А время уже вполне могло бы быть узнаваемо даже в консервированном воздухе Левиной квартиры… Оно приблизило вплотную свое безбрежное лицо и жарко и душно дышало, по ночам припадало к окну, приваливалось к двери, плющило свой нос о черное ночное стекло и пристально и безглазо смотрело в светлую нутрь квартирок… Однако сдержанность — фамильная черта: ничто не выразилось в семейном укладе, не отразилось на отношениях и поведении членов обширного клана Одоевцевых. Если какие-то тени и ложились косо на их лица, то мог бы их заметить лишь очень наблюдательный и специально нацеленный на то человек — не Лева. Да, жизнь еще раз, очень вплотную, на Левиных невидящих глазах, придвинулась к семейству Одоевцевых, она была готова задать им свой вопрос в столь отчетливой форме, что на него пришлось бы ответить — и чудо-психологический феномен мог бы не сработать на этот раз. Не могло быть ни одной оплошности, ни одной промашки — безукоризненность был единственный выход. Они должны были быть безукоризненны по форме, на работе и дома, чтобы не столкнуться, еще раз и окончательно, с жизнью.
Леве было двенадцать лет. Семейство выдержало, не оглянулось, как в сказке, не обратилось в соляной столб. Как они выдержали? Как они приспособились? Каким все-таки удивительным способом скрыли эти люди от себя собственную жизнь!..
В этой семье постарели только один раз, собравшись после войны. С тех пор они были настолько всегда друг у друга на глазах, что так и оставались красивы и молоды, чуточку в одиночку старея во время летних отпусков…

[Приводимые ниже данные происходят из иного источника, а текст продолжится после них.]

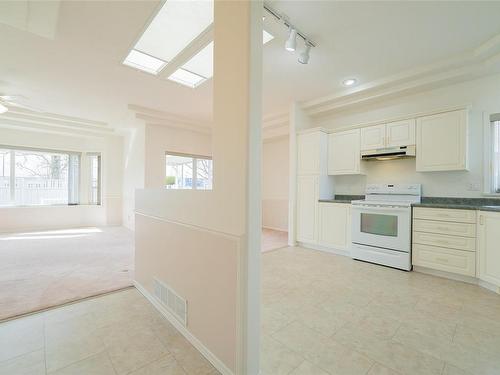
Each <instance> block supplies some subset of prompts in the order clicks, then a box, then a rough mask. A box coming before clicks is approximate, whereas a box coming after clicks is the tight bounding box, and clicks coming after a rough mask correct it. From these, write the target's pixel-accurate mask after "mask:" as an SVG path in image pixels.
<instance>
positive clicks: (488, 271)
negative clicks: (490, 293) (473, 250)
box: [478, 211, 500, 287]
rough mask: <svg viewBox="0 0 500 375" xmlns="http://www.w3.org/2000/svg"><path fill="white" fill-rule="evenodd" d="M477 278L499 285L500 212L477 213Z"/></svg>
mask: <svg viewBox="0 0 500 375" xmlns="http://www.w3.org/2000/svg"><path fill="white" fill-rule="evenodd" d="M478 232H479V233H478V245H479V246H478V251H479V278H480V279H481V280H484V281H487V282H489V283H491V284H494V285H496V286H498V287H500V246H499V245H498V244H499V243H500V213H499V212H484V211H481V212H480V213H479V225H478Z"/></svg>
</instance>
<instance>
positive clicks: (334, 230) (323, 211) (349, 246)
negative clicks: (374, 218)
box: [318, 202, 351, 250]
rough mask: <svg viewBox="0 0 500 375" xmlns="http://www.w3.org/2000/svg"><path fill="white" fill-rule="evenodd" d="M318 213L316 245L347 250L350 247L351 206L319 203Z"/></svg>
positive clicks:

Леву — воспитывали. На личном примере безукоризненности. Он обучался отвлеченно-прекрасным образцам образа души, мысли и поведения. Почему такие именно черты, чего именно эти черты, где и когда эти черты — тщательно скрывалось. Возможно, это скрывалось уже и не только от Левы, но и, прежде всего, от себя. Эти люди хотели обучить Леву хотя бы тому, что умели сами, раз у них не было более широких возможностей для его образования, для образования Левы, нового Одоевцева. Они его учили тому, что умели, скрывая все то, что знали. Они сами уже почти не знали, но растили его в лучших, насколько позволяла материальная база (а им она не позволяла почти ничего, кроме личного примера), традициях и принципах и старались скрыть от него жизнь еще больше, чем не знали ее сами. Лева рос инфантом в этой детской республике взрослых и красивых людей… Ах, если прибавить к этому Левиному образованию начальное и среднее, где в свою очередь преподавали телегу не только без лошади, но и без колес, чтобы не ездила… то получается букет, то получается компот, то получается такой розанчик в туповатых ботинках, в мамосшитой курточке на молнии, с комсомольским значком на фальшивом кармашке!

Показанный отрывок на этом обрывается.